Somehow I needed to send a letter to Russia. I filled out all the papers, took out insurance, paid and went home. An hour later, the same postman came to me (he is also the only one with us). He counted incorrectly, he says, in the wrong form, but I changed everything myself. And he brought me two and a half euros, for which he "cheated" me. That is, in my life I would not have found out that in some wrong form I paid something and overpaid the unfortunate two euros, but he still came and returned them to me. At that moment, I almost burst into tears.
In the village, no matter what you do, you are constantly in sight: this is both a plus and a minus. On the one hand, there can be no question of any privacy and personal life. Here you are like a Hollywood star: the public's close attention is guaranteed. And even if you put on three pairs of sunglasses and five baseball caps, it won't help. You will be identified, analyzed and probably judged a little.
On the other hand, this aquarium effect guarantees your safety: you are always under supervision, and at the same time your husband, children and all suspicious persons. In our entire village there is one suspicious person with a criminal past, they are watching him there day and night, it seems to me that the poor already cannot eat calmly.
Or, for example, a husband or boyfriend goes out for a drink with someone, or if they see them with a young lady, they will immediately report back. Well, you shouldn't worry about children: they are always under supervision, you can safely leave them to play on the playground and run to the store. And this, I must say, is very convenient.
It is also very convenient that after the birth of a child, parents do not drop out of social life. Because going to bars here is practically a family activity. On Saturday and Friday (on Friday we give a gift of pintxos with every glass of beer or wine), you can see a one-year-old baby sitting at the bar surrounded by his parents.

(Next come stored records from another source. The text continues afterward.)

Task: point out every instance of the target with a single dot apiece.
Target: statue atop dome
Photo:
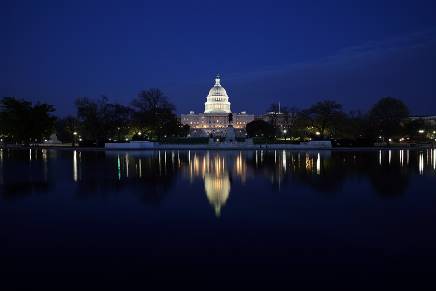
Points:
(217, 101)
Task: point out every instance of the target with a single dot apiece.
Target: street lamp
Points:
(75, 138)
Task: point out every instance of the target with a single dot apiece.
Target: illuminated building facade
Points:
(217, 115)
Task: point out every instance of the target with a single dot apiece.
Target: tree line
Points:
(149, 116)
(386, 121)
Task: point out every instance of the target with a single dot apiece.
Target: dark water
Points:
(279, 218)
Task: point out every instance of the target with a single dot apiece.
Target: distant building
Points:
(217, 115)
(428, 119)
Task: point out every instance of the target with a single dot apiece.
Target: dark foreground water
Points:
(267, 218)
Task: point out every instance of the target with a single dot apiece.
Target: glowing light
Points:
(119, 167)
(390, 156)
(318, 164)
(75, 166)
(379, 157)
(284, 160)
(421, 163)
(127, 165)
(401, 157)
(434, 159)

On the street, a couple of babies will sleep in a stroller, and older children will run around. Since it is customary here to move from bar to bar, everyone walks with the children (in strollers, on scooters, bicycles and just on foot), this does not bother anyone. The most popular bar is located in the square next to the playground. The perfect combination: mom - wine, baby - swing.
But apart from Friday and Saturday, and also Sunday morning, when everyone goes out to drink (again) vermouth and eat squid, there is practically no life in the village. You can go to the mountains, or to other mountains, or to third mountains, you can walk to the waterfall or to the barbecue area. And that's all. An extrovert's nightmare, in general.
For the most part, here you are left to yourself, which is quite funny, because it gives you the opportunity to get to know yourself, learn a lot about yourself - and all this outside the frantic rhythms of the big city, which drown out true desires and aspirations. Many wonderful discoveries await every citizen who has moved to the village. It is likely that one of the discoveries will be the fact that you will never be able to live in the village. And the point. But it's still worth it.
I also have horses grazing under my window - white and bay. We throw carrots to them from the balcony. They have recently had a foal, a real little foal!
The Spanish province differs from the Russian education system. How they teach there, what, do they ask homework and what they feed, our columnist Elizaveta Okulova told. And of course, what kind of Spain it would have been if we hadn't started talking about real men!